Jason Lawson

Personal information
- Born: September 2, 1974 (age 51) Philadelphia, Pennsylvania, U.S.
- Listed height: 6 ft 11 in (2.11 m)
- Listed weight: 240 lb (109 kg)

Career information
- High school: Olney (Philadelphia, Pennsylvania)
- College: Villanova (1993–1997)
- NBA draft: 1997: 2nd round, 41st overall pick
- Drafted by: Denver Nuggets
- Playing career: 1997–2008
- Position: Power forward / center
- Number: 8

Career history
- 1997–1998: Orlando Magic
- 1998–2000: Grand Rapids Hoops
- 2000: Caja San Fernando
- 2000–2001: Pau-Orthez
- 2001–2002: Grand Rapids Hoops
- 2002: Panionios
- 2002–2003: Entente Orléanaise
- 2003: Pennsylvania ValleyDawgs
- 2004: Columbus Riverdragons
- 2005–2008: Halcones Rojos Veracruz
- 2008: Al-Wehdat

Career highlights
- CBA All-Defensive Team (2000); Big East Defensive Player of the Year (1997); Big East All-Freshman team (1994); Second-team Parade All-American (1993); Fourth-team Parade All-American (1992);
- Stats at NBA.com
- Stats at Basketball Reference

= Jason Lawson =

American basketball player and coach (born 1974)

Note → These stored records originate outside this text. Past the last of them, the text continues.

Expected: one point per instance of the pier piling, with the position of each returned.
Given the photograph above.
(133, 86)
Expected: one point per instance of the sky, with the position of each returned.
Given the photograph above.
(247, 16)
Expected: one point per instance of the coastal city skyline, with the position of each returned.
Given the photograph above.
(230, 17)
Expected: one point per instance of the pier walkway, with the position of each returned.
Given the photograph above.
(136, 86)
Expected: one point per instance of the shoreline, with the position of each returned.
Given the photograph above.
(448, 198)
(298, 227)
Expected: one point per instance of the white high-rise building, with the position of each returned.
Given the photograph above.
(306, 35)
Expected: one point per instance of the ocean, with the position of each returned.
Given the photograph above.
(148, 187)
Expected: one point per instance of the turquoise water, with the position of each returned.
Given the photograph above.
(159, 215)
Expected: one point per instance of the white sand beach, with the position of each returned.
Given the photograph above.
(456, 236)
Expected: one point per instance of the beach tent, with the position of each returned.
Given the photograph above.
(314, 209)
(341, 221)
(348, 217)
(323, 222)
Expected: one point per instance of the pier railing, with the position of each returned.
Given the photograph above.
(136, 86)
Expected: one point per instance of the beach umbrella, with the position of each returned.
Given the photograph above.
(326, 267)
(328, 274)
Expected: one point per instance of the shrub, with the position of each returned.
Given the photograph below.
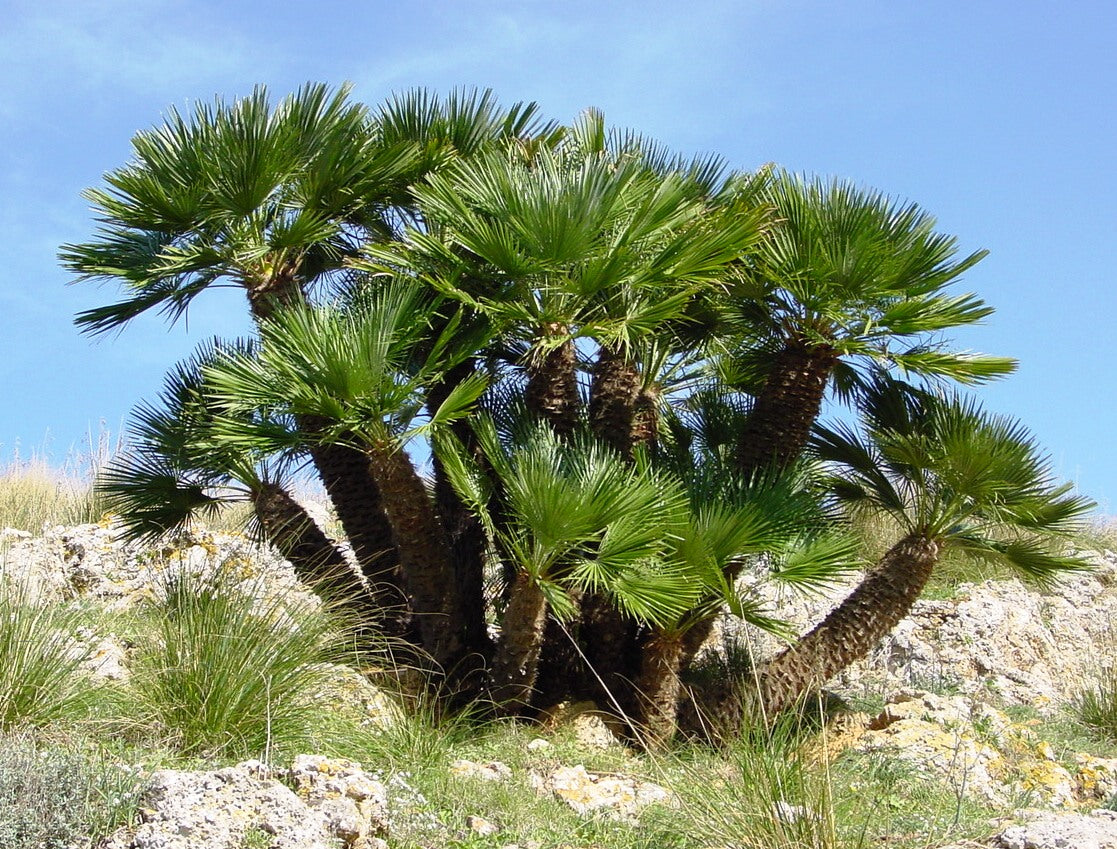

Jason Love Lawson (born September 2, 1974) is an American former professional basketball player and coach.

==Playing career==
The 6'11", 240 pound forward-center went to college at Villanova University. He played with the Orlando Magic in the 1997–98 NBA season after being selected by the Denver Nuggets in the 1997 NBA draft. In his only NBA season he played in 17 games, averaging 4.7 minutes per game, he had a field goal percentage of 60.0%. He had an 80.0% free throw accuracy. He had an average of 1.6 rebounds per game. He also averaged 0.3 assists per game, 0.2 steals per game, 0.2 blocks per game and 1.5 points per game.

Lawson played for the Grand Rapids Hoops of the Continental Basketball Association (CBA) and was selected to the CBA All-Defensive Team in 2000.

==Coaching career==
Lawson continues to coach in the Philadelphia area with the private coaching service, CoachUp.